Case managers should use their experience and the experience of others, whenever possible to avoid unnecessary and duplicative work. The order and protocols used in this case were developed from an order and protocols from another case I administered, which I shared—stripped of any party-identifiable information—with the drafting arbitrator’s consent. Furthermore, the order and protocols in this case, again stripped of party-identifiable information, subsequently were used in another case. They get better with each revision.

Support for the Parties and the Process: Administrators must be available to participants.

The administrator can and should provide a sense of calm by being accessible to panel and counsel throughout the hearing as needed, even if the case is not a “full-service” one (i.e., the AAA will not remain on the Zoom all day) and even if the administrator is not the Zoom host.

For this matter, I stayed connected to the Zoom all day but was not actively participating; I left my sound and video off, turning it on only as needed, and provided counsel with my cell phone number in case of an emergency.

In addition, I set up a group text message between the panel members and myself the day before the hearing, which they used throughout the hearing to address technical, procedural, and other non-substantive matters. By using text messaging in this way, the arbitrators were able to avoid unnecessary interruptions to testimony and likely shaved some time off the total number of hearing hours.
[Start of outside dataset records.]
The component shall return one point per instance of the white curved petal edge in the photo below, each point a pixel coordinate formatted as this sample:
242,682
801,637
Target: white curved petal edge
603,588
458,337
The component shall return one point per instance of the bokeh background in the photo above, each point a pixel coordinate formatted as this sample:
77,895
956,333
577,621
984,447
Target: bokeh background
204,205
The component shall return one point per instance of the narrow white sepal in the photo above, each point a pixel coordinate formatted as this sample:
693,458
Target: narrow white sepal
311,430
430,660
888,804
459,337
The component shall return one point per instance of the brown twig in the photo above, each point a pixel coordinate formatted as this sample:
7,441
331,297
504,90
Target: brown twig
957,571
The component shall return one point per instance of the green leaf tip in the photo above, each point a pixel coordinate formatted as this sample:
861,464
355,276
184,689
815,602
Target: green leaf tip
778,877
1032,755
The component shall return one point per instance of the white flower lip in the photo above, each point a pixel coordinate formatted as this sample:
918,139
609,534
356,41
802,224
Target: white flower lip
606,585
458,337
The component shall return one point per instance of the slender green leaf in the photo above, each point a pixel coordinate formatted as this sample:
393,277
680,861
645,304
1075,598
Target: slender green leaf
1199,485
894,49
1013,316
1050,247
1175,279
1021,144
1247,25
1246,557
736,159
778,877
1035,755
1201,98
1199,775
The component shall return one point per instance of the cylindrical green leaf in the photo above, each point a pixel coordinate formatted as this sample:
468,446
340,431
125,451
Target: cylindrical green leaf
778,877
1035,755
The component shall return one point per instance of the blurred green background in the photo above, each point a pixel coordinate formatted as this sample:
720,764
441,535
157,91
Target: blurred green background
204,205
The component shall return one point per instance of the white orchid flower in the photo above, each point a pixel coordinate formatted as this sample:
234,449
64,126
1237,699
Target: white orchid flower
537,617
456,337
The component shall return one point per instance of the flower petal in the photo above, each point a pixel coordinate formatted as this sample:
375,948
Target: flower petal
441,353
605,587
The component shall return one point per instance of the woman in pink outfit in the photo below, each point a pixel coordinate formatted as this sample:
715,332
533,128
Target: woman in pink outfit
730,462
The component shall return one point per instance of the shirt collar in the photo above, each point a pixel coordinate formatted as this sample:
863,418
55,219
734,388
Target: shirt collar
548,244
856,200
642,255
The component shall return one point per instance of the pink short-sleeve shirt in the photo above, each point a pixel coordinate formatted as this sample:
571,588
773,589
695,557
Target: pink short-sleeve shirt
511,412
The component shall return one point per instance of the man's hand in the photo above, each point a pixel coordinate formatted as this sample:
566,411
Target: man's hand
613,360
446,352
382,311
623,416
All Hands on Deck: Counsel should utilize support staff.

I recommended that a co-counsel, a paralegal, or other legal assistant be available and prepared during the hearing to share exhibits while counsel was questioning the witness. This utilization of support staff for screen sharing made a huge difference (as compared to an earlier hearing I had where counsel did their own sharing). This allows counsel to focus on being counsel and lets someone else deal with the technical aspects, especially useful in document-heavy cases such as this one.

Be Specific Yet Flexible: Arbitrators can make changes if necessary.

The arbitrators tried to be as specific as possible about how they expected the hearing to proceed but were prepared to be flexible, asking the same of the parties. When it was determined a given protocol was not serving its intended function, changes were made quickly and without confrontation.

Creativity and Cooperation: Work together to make it workfor everyone.

Even with a somewhat confrontational matter, when it was hearing time, everyone worked together to find solutions to issues and concerns that arose. For example, it turned out that the carts requested by the arbitrators for the binders would arrive on time only unassembled, so counsel found an alternate shelving system that would arrive assembled in two days—and, as a bonus, was less expensive.

Organization of virtual hearings can take many forms. Encourage parties and arbitrators to find unique solutions to address the circumstances in any given matter. In some situations, such as this one, a fully virtual hearing may be required; in others, a hybrid format might be possible.

Top 10 Tips for a Successful Virtual Hearing

Zoom hearings may seem intimidating and difficult, but with the right planning and support, they can be no less stressful or trying than a live one. Quick notes gleaned from the above:

  • Frequent breaks are essential to combat Zoom fatigue.
  • The use of an online document-management tool with advanced functionality is beneficial.
  • Screen sharing works best when the questioning lawyer has technical assistance from someone else.
  • Protocols should be used to address concerns about the process.
  • Trust is key.
  • Creativity also is key.
  • The value-added service of administrators remaining logged in to the hearing with sound and video off is invaluable.
  • Cross-case collaboration of orders and protocols (with arbitrators’ consent and removal of any party-identifiable information) is constructive as the use of Zoom for virtual hearings develops.